I want to vary output DC current(0-450mA) Of LED driver keeping voltage constant using arduino output voltage (0-5 Volt) is there any IC or current regulator operated on arduino (0-5 volt )i.e at 0 volt(of arduino ) 0mA current and if 5 volt(of arduino ) 450mA current i.e whene i increase or decrease output voltage of arduino then output current of driver is also increase or decreases respectively
As this is roughly linear, you would use an LED Driver with an enable and/or PWM pin. Use PWM on the output pin of your Arduino. At 100% PWM, the full current will be seen 100% of the time. At 50%, the average current seen in the time period will be 50% of the full current. I.E. 450mA for 1/2 second and 0mA for 1/2 second is 225mA over 1 second average.
As LED lighting is not linear though, you will not see the LED at 50% brightness. We perceive brightness Logarithmically. Adjust your PWM as you see best.
What you're talking about is a voltage to current converter. You can roll your own using an op amp and a MOSFET.
A few notes which you must pay attention to:
1) R2 must be rated for at least 3 watts. It carries as much current as the LEDs, and at full current is dropping 5 volts to match the control voltage.
2) V1 must be about 8 to 10 volts greater than the LED voltage. It must supply the LED voltage plus 5 volts for R2 plus a few volts for the MOSFET.
3) V2 cannot be 3.3 or 5 volts. I don't care if that's convenient because you're already providing it for the Arduino. You need to provide an output of at least about 9 volts - 5 volts for R2 and 4 volts for the gate drive of the FET (and maybe a bit more). So 12 volts is a minimum, and 15 is better.
4) Because you want to control the current down to 0 amps, you cannot run the op amp as a single-supply, or at least not reliably. V3 must be a negative voltage, and for the TL081 it's a minimum of -5 volts. Getting +/- 12 or +/- 15 is easier.

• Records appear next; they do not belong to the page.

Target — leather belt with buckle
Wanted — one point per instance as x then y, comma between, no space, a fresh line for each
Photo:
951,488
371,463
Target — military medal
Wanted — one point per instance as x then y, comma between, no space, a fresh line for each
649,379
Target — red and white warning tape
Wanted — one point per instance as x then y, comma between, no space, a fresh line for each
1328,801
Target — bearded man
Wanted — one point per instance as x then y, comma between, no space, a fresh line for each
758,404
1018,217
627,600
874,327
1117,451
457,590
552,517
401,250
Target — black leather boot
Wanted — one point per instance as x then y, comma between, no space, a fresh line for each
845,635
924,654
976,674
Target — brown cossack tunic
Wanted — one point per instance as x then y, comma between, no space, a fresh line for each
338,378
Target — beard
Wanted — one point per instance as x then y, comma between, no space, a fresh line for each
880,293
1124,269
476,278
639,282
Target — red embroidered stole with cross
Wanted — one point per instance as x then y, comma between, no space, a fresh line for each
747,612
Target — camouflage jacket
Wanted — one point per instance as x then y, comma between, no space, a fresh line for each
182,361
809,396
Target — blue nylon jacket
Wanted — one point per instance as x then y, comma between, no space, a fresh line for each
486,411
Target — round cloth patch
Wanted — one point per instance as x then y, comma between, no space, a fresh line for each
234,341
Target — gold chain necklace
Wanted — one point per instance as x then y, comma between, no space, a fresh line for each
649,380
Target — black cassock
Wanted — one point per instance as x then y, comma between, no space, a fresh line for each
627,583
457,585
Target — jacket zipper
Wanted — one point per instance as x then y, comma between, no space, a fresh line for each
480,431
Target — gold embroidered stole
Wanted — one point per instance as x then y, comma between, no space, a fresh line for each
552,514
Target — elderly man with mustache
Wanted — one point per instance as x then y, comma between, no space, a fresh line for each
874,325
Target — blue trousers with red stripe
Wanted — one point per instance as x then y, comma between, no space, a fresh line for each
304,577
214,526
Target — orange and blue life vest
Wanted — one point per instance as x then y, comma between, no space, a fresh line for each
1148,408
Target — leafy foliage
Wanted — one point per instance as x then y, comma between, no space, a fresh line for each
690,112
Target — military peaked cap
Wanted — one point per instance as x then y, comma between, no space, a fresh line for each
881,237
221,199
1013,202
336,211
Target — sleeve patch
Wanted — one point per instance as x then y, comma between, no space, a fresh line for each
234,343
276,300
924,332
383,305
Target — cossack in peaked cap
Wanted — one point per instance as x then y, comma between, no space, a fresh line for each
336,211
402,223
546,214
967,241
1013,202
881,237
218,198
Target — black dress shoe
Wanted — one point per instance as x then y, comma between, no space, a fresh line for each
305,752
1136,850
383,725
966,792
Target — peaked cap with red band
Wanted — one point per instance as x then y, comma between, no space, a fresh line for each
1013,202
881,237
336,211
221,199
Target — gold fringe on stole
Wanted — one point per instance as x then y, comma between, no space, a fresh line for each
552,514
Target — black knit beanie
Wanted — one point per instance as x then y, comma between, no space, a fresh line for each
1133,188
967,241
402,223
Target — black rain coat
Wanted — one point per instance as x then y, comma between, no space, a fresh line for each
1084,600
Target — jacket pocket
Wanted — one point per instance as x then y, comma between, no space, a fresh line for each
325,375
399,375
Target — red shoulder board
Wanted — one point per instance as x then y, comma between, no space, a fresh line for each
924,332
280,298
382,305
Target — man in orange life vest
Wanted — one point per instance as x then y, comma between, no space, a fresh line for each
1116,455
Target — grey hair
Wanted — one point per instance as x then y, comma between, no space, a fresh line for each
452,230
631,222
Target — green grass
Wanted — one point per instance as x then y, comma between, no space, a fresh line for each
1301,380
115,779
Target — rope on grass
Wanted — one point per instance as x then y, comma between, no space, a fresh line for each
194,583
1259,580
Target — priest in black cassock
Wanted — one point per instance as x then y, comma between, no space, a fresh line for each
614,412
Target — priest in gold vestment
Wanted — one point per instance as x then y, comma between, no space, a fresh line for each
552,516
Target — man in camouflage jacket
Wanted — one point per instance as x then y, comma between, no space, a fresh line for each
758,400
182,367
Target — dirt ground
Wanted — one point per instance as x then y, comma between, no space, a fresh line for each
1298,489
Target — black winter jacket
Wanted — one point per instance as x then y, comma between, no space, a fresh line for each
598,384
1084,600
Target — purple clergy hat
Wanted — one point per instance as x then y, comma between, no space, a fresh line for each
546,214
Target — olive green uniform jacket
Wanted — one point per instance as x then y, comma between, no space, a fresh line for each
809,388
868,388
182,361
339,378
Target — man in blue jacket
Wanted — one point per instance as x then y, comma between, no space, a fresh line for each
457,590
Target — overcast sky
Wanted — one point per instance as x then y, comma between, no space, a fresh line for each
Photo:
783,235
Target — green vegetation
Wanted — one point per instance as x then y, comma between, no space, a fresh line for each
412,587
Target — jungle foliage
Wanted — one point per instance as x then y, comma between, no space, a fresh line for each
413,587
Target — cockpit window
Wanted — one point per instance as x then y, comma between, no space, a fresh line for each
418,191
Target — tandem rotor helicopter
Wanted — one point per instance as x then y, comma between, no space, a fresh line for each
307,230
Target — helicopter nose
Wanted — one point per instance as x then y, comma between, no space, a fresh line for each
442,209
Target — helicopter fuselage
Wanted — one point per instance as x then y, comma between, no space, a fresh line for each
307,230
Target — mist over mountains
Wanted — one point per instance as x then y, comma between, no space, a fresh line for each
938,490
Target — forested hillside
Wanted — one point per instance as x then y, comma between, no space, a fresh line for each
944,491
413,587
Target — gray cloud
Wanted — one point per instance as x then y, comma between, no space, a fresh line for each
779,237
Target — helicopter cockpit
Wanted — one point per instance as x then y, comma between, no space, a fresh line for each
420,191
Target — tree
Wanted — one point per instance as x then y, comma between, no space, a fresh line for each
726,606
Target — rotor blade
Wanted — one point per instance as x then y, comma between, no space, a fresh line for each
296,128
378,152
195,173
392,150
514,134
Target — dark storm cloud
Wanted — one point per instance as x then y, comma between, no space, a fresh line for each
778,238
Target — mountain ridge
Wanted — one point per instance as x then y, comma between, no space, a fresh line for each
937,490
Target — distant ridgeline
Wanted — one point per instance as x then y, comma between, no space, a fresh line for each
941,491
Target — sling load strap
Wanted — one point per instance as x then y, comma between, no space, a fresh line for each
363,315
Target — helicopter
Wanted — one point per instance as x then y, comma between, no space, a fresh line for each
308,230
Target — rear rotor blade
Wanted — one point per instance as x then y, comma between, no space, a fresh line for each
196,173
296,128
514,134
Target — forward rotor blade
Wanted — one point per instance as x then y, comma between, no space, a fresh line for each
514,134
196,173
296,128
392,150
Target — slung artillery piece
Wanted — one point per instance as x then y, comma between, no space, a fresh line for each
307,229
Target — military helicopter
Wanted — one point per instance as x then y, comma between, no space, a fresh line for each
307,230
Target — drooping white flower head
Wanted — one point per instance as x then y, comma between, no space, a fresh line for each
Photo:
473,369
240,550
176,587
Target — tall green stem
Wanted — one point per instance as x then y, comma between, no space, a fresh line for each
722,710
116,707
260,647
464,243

5) The MOSFET must have a heatsink.
There are tricks you can play, such as
Here, the input resistors divide 5 volts down to 455 mV, and a convenient 1 ohm resistor will produce 455 mv for 455 mA. This uses more resistors, but the sense resistor becomes a very convenient value, and it power dissipation drops to less the 1/4 watt. This also reduces the requirement for excess voltage from V1.
Overall, this is simple and reliable, but it takes more parts than a dedicated LED driver.